Most alarming is that the Johnson-Crapo draft measure does not do enough to promote affordable housing for ownership. This is a fundamental issue that cannot be overlooked, underestimated or relegated to negotiation on the Senate floor. It needs to be included — now — as a core provision in any housing finance reform.

The Senate Banking Committee is expected to vote next week on legislation that could accelerate the already significant post-recession decline in homeownership among communities of color and all working and middle-class communities. It would wind down Fannie Mae and Freddie Mac and replace them with a new agency, the Federal Mortgage Insurance Corporation. The new agency would end the federal affordable housing goals that helped boost the percentage of African American homeownership to a pre-recession all-time high of 50 percent.

The most recent data from the Home Mortgage Disclosure Act clearly demonstrates that families of color have already been cut out of the housing market and the situation will only worsen if the Johnson-Crapo legislation is enacted. The HMDA data found that in 2012 there were 1.3 million conventional mortgage loans originated in the United States, but Asian Pacific Islanders received only .2 percent or 10,611 of the loans, African Americans received 2.3 percent or 29,405 loans and Latinos received 5.3 percent or 69,217 loans. The proposed legislation does not adequately address this ongoing inequity nor does it provide an inclusive way forward for working- and middle-class communities to participate in the future housing market.

A key area of concern for us is also the degree to which banks are expected to make loans in underserved communities. It is unwise to eliminate affordable housing goals and expect the market to correct itself. The Johnson-Crapo legislation does not take proactive steps to make sure lenders are serving qualified borrowers in all markets. Families of color, expected to represent seven out of every 10 families formed in the next decade, would have homeownership rates that are far below the national average. Homeownership rates among people in their 30s are at their lowest in a generation, and loans are often more expensive in both rural and urban areas.

While fully supportive of the idea of Government Sponsored Enterprise reform for Fannie Mae and Freddie Mac, the National Urban League is unwavering in the belief that it should be reform — and not retrogression. The GSEs are the most effective institutions for providing liquidity to the mortgage market for qualified low- and moderate-income borrowers.

The National Urban League and its allies cannot support the bill as designated, and strongly urges the committee to take full advantage of this opportunity by passing legislation that will help ensure access to affordable mortgage credit for all creditworthy borrowers, while at the same time protecting taxpayers from bearing the cost of a housing downturn. Maintaining reasonable and measured affordable housing goals for the GSEs will be an important step towards that goal.

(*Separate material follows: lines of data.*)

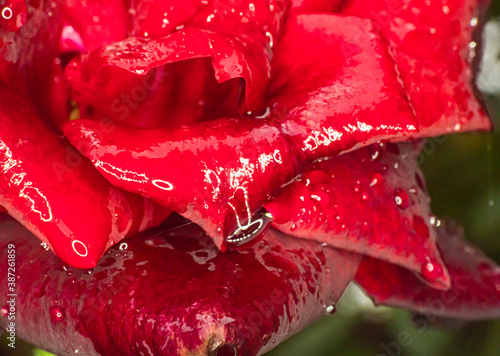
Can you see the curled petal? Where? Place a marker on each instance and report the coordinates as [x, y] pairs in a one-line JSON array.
[[172, 292], [343, 89], [475, 282], [189, 76], [232, 166], [217, 173]]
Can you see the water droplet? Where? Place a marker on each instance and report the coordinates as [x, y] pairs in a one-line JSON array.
[[330, 309], [57, 314], [401, 198], [270, 39], [431, 270], [254, 229]]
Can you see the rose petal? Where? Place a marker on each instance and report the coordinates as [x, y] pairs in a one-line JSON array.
[[57, 194], [222, 167], [343, 88], [95, 22], [315, 6], [475, 281], [172, 292], [371, 201], [434, 48], [27, 56]]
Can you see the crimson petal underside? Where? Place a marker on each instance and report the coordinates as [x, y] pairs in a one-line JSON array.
[[435, 48], [58, 195], [343, 91]]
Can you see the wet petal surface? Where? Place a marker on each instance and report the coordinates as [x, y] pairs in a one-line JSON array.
[[372, 201], [475, 281], [174, 293]]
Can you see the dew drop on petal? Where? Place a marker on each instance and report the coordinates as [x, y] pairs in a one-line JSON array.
[[330, 309], [431, 270], [251, 231], [401, 198]]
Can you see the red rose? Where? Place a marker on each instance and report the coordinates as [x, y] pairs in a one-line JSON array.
[[288, 131]]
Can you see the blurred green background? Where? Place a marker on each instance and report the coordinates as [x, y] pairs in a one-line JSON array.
[[463, 177]]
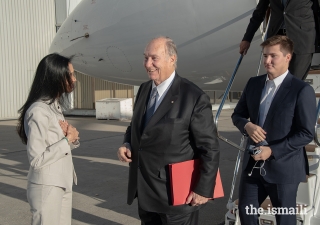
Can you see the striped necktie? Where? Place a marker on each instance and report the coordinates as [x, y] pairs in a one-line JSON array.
[[151, 105]]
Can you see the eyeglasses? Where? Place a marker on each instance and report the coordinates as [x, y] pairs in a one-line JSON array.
[[262, 170]]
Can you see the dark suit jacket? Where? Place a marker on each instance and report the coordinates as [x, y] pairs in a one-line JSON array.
[[290, 125], [299, 21], [181, 129]]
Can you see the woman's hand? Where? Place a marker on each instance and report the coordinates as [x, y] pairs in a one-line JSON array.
[[72, 134], [64, 126]]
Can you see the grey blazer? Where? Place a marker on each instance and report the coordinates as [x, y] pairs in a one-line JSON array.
[[48, 153]]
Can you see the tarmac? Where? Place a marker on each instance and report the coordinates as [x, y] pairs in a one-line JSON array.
[[101, 193]]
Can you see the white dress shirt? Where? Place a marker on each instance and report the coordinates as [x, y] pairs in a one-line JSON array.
[[163, 89], [270, 90]]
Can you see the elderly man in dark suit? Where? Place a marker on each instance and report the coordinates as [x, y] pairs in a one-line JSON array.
[[172, 122], [293, 18], [282, 112]]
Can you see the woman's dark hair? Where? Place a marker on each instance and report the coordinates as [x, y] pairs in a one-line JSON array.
[[52, 81]]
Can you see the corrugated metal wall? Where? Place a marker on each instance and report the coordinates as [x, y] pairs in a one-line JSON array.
[[27, 28], [90, 89]]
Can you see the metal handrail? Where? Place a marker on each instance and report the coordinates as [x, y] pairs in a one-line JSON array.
[[225, 95], [316, 134]]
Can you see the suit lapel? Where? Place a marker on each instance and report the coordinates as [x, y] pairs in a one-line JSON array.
[[167, 102], [258, 88], [278, 98], [140, 107]]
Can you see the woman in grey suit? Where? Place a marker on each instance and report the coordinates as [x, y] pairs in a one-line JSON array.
[[49, 139]]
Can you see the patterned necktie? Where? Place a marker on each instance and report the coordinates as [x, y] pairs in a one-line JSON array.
[[266, 101], [151, 105]]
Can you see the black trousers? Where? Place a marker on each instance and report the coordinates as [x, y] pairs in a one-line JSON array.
[[254, 190], [152, 218]]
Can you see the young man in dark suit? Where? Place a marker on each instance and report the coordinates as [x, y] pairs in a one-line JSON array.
[[292, 18], [280, 109], [172, 122]]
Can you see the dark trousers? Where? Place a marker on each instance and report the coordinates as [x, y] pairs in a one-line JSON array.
[[152, 218], [254, 190]]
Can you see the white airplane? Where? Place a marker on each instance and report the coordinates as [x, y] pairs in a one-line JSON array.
[[108, 38], [206, 32]]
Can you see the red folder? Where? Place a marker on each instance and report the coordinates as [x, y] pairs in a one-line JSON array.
[[183, 178]]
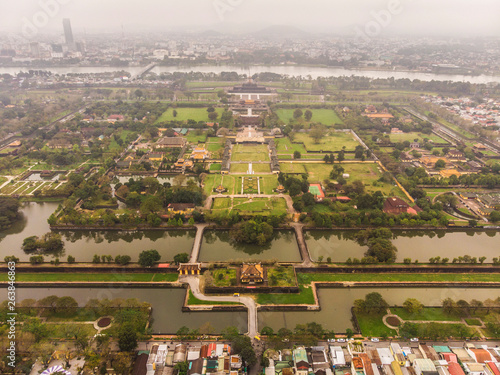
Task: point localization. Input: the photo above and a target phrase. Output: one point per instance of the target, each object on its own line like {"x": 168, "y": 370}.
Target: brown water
{"x": 336, "y": 304}
{"x": 420, "y": 245}
{"x": 84, "y": 244}
{"x": 167, "y": 303}
{"x": 217, "y": 246}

We urge the Senate to recognize the impact of Johnson-Crapo on the middle class in America and not to make homeownership a luxury reserved for the fortunate few, while all others become renters. In these times of wage stagnation, declining numbers of good-paying jobs and increasing debt costs for education, shifting the risk and burden of housing finance onto regular working- and middle-class families is a bad idea. We must work toward measures that end — not expand — this trend of increasing costs. When will we stop asking working- and middle-class families to pay for a financial crisis that they did not cause — and instead support their efforts to rebuild, as we have with Wall Street?

Marc Morial is president and CEO of the National Urban League. He served as mayor of New Orleans from 1994 until 2002.